Devant la persistance de la flambée des cours du gasoil, les principaux armements bretons à la pêche hauturière, accompagnés des organisations de producteurs et des comités des pêches, se sont réunis pour établir un point de situation et réaffirmer une position commune.

De leurs échanges, il ressort plusieurs éléments factuels :

  • Rien ne laisse envisager une sortie de crise rapide dans les événements en cours au Moyen Orient.
  • Les pêcheurs souffrent d’un doublement des prix à la pompe et sans certitude quant à de futures hausses. Ils ne peuvent pas répercuter l’explosion de leurs dépenses sur les prix du poisson qui sont déterminés par les acheteurs.
  • Au rythme actuel de l’inflation, des reports de charges ou de crédit ne suffisent pas au maintien d’une exploitation des navires impactés, pour la plupart des chalutiers, soit le tiers des flottilles bretonnes et environ 300 unités. Le prix du carburant absorbe désormais plus de 50% de leur chiffre d’affaires. La rémunération des équipages est directement affectée.
  • Constituant la colonne vertébrale de la pêche bretonne, les chalutiers assurent la variété des apports en criée, mais aussi la moitié de leurs volumes et de leur valeur. Sur de nombreux territoires littoraux, ils forment le maillon central d’un important tissu économique. Ils participent activement à la souveraineté française et européenne en matière d’alimentation.
  • Sans un véritable soutien, les bateaux resteront à quai. Les ports seront à l’arrêt. La pérennité de plusieurs milliers d’emplois locaux est menacée.

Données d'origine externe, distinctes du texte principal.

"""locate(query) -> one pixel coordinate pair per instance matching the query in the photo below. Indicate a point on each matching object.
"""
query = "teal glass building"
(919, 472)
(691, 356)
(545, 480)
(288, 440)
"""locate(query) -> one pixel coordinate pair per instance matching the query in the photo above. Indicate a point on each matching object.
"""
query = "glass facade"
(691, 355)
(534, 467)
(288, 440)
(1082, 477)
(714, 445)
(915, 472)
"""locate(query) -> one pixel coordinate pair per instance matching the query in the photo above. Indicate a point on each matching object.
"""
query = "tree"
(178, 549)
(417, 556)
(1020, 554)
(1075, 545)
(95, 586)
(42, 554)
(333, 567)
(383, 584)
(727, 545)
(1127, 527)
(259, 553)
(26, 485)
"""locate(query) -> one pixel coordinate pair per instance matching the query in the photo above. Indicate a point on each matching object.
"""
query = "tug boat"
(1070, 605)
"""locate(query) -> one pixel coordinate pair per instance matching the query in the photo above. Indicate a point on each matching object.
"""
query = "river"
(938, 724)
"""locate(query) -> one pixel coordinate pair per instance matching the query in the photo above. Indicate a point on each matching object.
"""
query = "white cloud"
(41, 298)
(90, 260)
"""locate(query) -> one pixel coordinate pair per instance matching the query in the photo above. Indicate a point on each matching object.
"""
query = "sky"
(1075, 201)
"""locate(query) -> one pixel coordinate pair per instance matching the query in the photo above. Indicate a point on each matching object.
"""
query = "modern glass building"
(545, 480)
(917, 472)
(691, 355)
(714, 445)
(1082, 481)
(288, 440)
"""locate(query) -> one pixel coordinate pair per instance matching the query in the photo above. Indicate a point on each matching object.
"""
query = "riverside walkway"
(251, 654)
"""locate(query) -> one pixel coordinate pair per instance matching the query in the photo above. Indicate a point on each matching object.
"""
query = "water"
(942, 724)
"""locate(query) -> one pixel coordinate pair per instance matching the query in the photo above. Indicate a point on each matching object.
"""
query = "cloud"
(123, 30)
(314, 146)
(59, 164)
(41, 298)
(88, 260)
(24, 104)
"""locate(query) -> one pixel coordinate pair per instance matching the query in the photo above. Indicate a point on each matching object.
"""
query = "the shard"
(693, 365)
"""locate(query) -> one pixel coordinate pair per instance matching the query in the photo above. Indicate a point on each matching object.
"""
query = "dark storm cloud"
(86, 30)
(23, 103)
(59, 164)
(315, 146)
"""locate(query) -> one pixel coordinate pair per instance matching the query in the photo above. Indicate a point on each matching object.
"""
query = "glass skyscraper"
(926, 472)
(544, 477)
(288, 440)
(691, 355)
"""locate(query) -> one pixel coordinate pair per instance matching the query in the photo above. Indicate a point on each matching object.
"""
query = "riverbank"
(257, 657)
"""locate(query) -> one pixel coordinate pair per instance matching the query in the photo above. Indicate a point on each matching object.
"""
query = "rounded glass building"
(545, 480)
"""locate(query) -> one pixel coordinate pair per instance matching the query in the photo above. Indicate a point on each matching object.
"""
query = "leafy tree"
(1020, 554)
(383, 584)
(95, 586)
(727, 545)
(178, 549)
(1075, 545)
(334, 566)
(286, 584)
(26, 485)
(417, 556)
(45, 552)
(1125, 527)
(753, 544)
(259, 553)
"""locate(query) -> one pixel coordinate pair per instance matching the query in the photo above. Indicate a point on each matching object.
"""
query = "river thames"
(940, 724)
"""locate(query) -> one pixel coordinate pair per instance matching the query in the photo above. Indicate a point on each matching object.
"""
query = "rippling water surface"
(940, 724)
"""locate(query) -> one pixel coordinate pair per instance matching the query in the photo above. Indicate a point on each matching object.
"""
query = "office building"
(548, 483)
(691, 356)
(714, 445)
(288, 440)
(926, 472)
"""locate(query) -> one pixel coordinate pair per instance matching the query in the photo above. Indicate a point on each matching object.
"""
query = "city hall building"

Une échéance cruciale pour l’avenir de la filière

Toutes ces circonstances appellent des actions fortes. Les prochains rendez-vous seront déterminants, notamment la rencontre du lundi 30 mars entre la Commission européenne et les ministres européens de la pêche.

« Nous attendons des aides ciblées et proportionnelles qui permettent de compenser toutes les augmentations des prix du gasoil au-delà d’un seuil qui ne peut excéder 70 centimes par litre. Ces aides doivent être absolument appliquées, non pas au niveau des entreprises, mais pour chacun des navires concernés », fait valoir Grégory Métayer, président du CDPMEM des Côtes d’Armor.

« Nous espérons aussi que soient enfin débloqués tous les verrous au bon renouvellement des flottilles afin de mener à bien leur transition énergétique », insiste Yannick Calvez, président du CDPMEM du Finistère.

Sans engagement favorable à l’issue des échanges à venir, les armements bretons ne pourront plus garantir la continuité de leurs activités, obligeant ainsi les autorités compétentes à en tirer toutes les responsabilités.